HIV-positive patients coinfected with hepatitis C virus (HCV) should be given up to 18 months of anti-HCV therapy (rather than the standard six months), to prevent a high rate of relapse, according to Spanish research presented to the 43rd Interscience Conference on Antimicrobial Agents and Chemotherapy in Chicago on September 16th. Investigators stress, however, that because of the risk of unpleasant side-effects, additional therapy should only be considered for individuals who show an early response to treatment and that patients who are not responding to treatment after twelve weeks should stop anti-HCV therapy early.

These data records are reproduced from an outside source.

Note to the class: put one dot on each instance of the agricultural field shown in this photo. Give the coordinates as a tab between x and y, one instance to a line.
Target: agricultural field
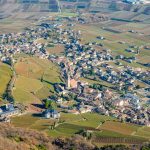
5	77
112	39
70	124
34	79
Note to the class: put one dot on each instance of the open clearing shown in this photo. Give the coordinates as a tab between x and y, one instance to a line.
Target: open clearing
5	77
35	79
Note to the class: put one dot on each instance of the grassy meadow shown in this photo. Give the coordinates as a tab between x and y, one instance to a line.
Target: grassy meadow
5	77
34	79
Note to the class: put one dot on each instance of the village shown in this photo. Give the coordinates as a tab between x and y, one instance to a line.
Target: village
118	96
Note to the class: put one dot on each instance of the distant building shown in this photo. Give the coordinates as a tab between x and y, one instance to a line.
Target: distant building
8	110
135	1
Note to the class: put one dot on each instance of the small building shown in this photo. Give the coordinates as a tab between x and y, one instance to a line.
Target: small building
8	110
51	113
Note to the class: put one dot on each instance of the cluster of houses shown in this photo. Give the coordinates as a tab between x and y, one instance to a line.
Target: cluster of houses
82	62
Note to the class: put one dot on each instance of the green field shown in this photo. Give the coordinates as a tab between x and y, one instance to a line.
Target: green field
5	77
34	79
70	124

Investigators led by Vincent Soriano of Instituto de Salud Carlos III, Madrid, conducted an analysis of the records of 89 HIV-HCV coinfected patients who completed six months of anti-HCV therapy consisting of pegylated interferon and ribavirin. A reduction in hepatitis C viral load of over two logs was seen in 58% of patients after twelve weeks of therapy. However, only 56% of these individuals achieved a sustained virological response (HCV PCR- negative six months after completing six months of anti-HCV treatment). None of the patients who achieved a sustained virological response had seen a drop in their HCV viral load of less than two logs by week twelve of therapy.
Relapses were seen in a third of patients who completed treatment, and response to treatment was not determined by the HCV genotype which a patient was infected with. Individuals infected with the genotypes which normally show the best response to therapy (genotypes 2 and 3) were just as likely to relapse as those with genotypes 1/4, which respond less well to treatment.
The investigators believe that these findings have important implications for HCV treatment strategies in HIV-positive patients.
The success of anti-HCV therapy should be assessed, the investigators recommend, after twelve weeks. If an individual has failed to achieve a reduction in their HCV viral load of at least two logs at this time, then HCV therapy should be discontinued given the high incidence of side-effects and poor likelihood of the patient achieving a sustained virological response. This approach is already widely favoured.
In patients who do respond to treatment, the subsequent relapse rate is high. Because of this, consideration should be given to extending the length of therapy from the six months normally used to twelve months for patients with genotypes 2/3, and twelve to 18 months for patients infected with genotypes 1/4.
Soriano V et al. Clinical implications of the slower clearance of HCV-RNA under interferon plus ribavirin in patients with HIV and hepatitis C virus 43rd ICAAC, abstract H-1718, Chicago, September 14 - 17th, 2003.